Not going to lie; Muse is one straight up beautiful motion picture to behold; cinematographer Damian Horan along with writer/director John Burr know how to frame a scene for maximum aesthetic impact, that’s for sure; and that helped the finished fright flick look much more expensive than it actually was. Also of note is the usage of the Celtic legend Leannán Sí; this is a unique mythology that hasn’t been exploited in the horror biz as much as it’s much more familiar Greek Muse counterpart, so kudos to Burr on that one!
On the negative side; enough with the slow-mo already! Seriously, this effect is utilized so often that I would swear the original runtime was sixty minutes! But that’s a minor quibble compared to the film’s biggest stumbling block…namely Adam is a non-entity (and make no mistake, this is no fault of Egan, but rather with the material he was handed). He just kind of floats from scene to scene reacting to whatever is thrown his way with only a minor arc to keep him interesting, and when the pace is as slow as this film’s that is a major problem.
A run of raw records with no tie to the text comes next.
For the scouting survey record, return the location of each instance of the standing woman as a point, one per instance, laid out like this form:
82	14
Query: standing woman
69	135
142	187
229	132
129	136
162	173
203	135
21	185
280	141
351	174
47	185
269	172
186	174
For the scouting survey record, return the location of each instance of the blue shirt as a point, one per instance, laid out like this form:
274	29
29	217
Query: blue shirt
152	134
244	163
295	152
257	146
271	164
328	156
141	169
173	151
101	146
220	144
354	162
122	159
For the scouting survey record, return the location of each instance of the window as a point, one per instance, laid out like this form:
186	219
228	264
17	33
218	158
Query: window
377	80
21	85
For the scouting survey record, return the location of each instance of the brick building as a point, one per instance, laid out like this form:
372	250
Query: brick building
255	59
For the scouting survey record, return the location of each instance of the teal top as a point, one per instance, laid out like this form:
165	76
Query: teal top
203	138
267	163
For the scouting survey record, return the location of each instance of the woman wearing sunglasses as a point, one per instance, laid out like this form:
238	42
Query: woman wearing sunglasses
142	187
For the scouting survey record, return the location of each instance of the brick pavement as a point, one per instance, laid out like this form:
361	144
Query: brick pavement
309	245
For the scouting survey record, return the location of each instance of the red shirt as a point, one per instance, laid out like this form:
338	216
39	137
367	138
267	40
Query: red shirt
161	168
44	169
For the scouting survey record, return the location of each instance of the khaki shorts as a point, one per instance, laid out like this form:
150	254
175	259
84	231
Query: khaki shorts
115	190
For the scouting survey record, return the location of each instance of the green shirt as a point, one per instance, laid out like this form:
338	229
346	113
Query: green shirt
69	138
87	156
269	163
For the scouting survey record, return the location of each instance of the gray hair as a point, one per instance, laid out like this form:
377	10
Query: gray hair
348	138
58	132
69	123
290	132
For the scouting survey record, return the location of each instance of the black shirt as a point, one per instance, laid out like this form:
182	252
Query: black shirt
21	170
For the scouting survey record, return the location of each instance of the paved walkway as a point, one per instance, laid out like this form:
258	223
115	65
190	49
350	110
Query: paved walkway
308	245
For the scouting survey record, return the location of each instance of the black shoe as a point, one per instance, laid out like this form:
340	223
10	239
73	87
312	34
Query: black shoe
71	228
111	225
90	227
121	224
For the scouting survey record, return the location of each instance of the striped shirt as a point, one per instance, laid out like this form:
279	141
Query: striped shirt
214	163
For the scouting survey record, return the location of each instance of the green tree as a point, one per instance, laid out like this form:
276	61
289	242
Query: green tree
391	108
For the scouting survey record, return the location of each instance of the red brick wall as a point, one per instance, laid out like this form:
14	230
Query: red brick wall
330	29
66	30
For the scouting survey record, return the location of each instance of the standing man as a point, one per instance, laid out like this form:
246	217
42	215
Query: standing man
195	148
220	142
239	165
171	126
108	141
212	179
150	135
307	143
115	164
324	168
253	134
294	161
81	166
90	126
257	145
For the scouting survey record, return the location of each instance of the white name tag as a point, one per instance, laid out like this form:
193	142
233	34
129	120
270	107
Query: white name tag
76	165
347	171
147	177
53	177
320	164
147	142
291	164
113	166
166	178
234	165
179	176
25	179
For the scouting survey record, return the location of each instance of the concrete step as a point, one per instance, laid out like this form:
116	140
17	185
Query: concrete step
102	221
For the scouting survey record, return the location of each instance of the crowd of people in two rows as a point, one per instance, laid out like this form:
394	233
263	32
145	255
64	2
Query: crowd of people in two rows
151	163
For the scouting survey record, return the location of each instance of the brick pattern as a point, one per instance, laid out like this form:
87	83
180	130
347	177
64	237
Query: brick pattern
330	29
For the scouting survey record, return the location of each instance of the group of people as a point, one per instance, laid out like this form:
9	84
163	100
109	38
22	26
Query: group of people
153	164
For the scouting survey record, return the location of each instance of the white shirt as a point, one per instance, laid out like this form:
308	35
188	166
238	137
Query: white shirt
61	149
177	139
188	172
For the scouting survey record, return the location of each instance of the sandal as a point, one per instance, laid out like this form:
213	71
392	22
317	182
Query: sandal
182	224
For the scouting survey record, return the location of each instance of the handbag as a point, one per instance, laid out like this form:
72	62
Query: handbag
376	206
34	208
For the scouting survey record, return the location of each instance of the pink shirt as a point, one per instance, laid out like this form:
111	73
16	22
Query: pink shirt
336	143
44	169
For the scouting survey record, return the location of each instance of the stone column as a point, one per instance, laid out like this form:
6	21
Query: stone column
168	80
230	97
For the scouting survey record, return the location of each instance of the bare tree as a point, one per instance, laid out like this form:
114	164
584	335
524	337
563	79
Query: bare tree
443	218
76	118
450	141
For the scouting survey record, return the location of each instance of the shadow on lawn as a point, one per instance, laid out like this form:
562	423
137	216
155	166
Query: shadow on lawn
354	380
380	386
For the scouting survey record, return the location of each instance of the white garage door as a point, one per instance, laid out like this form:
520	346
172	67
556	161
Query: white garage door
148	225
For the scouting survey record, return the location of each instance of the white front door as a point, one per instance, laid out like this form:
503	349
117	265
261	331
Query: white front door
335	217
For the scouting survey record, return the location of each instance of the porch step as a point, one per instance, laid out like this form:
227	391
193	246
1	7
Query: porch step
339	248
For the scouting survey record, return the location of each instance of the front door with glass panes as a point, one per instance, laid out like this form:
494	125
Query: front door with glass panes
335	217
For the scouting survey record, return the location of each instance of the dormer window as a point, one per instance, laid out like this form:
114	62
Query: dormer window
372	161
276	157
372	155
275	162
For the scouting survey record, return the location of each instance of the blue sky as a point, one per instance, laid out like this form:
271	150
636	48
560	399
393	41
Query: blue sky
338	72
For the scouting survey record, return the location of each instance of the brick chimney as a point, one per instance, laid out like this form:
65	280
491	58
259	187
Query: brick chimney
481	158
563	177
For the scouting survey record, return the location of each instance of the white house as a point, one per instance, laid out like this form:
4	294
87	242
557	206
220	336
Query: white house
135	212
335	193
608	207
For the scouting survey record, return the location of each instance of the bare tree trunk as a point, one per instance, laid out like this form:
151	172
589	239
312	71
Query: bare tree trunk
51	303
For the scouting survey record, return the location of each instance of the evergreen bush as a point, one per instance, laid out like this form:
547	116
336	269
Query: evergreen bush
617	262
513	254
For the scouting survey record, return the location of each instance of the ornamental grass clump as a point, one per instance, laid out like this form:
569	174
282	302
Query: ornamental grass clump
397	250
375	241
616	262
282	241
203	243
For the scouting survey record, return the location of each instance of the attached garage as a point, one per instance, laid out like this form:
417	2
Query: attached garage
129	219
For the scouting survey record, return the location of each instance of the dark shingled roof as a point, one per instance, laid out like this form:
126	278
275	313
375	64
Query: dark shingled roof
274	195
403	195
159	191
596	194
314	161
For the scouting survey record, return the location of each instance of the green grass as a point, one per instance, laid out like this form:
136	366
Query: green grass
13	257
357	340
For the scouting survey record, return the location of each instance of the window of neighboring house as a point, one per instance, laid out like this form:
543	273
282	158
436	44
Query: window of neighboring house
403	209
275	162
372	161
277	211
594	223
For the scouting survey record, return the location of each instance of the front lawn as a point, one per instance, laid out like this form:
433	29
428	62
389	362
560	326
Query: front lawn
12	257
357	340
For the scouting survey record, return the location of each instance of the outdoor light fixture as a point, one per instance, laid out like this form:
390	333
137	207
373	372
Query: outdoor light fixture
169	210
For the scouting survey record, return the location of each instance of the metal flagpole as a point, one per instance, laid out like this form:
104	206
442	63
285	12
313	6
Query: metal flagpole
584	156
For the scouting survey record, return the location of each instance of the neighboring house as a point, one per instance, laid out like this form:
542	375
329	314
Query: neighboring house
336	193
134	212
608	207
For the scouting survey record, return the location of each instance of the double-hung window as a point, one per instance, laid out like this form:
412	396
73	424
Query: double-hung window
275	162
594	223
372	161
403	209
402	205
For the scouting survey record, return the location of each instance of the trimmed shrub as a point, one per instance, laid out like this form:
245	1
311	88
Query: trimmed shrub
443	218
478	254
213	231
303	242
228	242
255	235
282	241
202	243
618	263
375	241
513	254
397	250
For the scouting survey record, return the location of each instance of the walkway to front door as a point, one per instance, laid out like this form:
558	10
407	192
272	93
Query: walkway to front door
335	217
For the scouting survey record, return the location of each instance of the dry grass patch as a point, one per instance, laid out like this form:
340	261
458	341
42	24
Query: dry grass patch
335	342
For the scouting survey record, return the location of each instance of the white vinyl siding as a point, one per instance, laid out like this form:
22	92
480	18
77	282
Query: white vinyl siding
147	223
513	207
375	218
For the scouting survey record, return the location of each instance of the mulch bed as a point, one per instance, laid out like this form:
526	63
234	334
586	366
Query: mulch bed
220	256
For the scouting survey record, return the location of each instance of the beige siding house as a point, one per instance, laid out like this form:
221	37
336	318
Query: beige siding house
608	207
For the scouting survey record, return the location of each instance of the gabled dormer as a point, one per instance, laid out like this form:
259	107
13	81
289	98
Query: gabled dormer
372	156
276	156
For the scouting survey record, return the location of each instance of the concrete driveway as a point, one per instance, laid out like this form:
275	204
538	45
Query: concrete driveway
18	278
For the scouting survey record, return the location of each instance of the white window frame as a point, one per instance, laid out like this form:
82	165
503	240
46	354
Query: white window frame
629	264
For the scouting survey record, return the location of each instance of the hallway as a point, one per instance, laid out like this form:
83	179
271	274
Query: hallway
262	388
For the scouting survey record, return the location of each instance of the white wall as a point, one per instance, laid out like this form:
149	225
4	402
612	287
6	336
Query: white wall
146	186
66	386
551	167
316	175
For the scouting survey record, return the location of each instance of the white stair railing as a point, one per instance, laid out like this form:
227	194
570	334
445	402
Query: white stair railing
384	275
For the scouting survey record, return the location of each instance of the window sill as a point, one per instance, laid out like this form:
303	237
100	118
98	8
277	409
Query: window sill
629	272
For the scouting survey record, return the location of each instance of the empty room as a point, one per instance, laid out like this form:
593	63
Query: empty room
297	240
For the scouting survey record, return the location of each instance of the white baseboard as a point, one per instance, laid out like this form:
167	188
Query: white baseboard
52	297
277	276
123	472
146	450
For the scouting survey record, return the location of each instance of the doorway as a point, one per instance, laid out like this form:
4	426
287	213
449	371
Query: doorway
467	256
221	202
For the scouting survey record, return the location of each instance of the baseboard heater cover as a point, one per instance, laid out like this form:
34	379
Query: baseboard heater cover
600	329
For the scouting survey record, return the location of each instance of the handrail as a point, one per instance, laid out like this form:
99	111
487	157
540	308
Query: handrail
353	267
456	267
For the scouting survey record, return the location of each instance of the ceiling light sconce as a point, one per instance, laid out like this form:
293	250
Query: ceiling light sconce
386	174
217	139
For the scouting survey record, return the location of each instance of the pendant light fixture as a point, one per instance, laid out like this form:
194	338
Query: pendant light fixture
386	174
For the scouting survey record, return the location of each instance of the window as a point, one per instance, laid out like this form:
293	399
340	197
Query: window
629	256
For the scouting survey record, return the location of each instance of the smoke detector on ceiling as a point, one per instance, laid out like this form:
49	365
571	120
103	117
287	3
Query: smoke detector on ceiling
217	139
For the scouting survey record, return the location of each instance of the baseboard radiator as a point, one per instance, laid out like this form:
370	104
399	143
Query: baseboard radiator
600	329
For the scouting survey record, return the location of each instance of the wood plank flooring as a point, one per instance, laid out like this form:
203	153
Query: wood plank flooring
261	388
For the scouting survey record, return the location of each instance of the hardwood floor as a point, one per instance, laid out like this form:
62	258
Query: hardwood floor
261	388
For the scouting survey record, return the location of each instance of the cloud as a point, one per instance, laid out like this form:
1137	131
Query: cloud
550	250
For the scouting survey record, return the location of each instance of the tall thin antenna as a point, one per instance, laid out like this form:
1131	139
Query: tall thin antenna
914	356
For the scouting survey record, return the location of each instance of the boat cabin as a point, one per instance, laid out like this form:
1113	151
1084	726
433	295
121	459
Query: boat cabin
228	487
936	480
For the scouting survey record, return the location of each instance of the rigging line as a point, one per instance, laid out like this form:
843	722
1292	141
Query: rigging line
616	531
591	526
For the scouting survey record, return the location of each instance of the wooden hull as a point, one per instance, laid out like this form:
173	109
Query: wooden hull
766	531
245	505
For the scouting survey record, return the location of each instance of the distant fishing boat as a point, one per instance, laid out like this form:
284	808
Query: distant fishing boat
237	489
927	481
I’m all for a slow-burn fright flick experience, but the main character has to be interesting to carry us through…and Adam isn’t (though to be fair, the supporting cast are all excellent and have the benefit of portraying more memorable characters).
To sum it up; Muse is a well shot slow burn horror, with an interesting mythology and quirky supporting characters, but ultimately it ends up unsatisfying due to it’s dull hero. I’d still recommend giving it a view, just don’t expect it to blow you away and become a new creepy classic in your horror collection.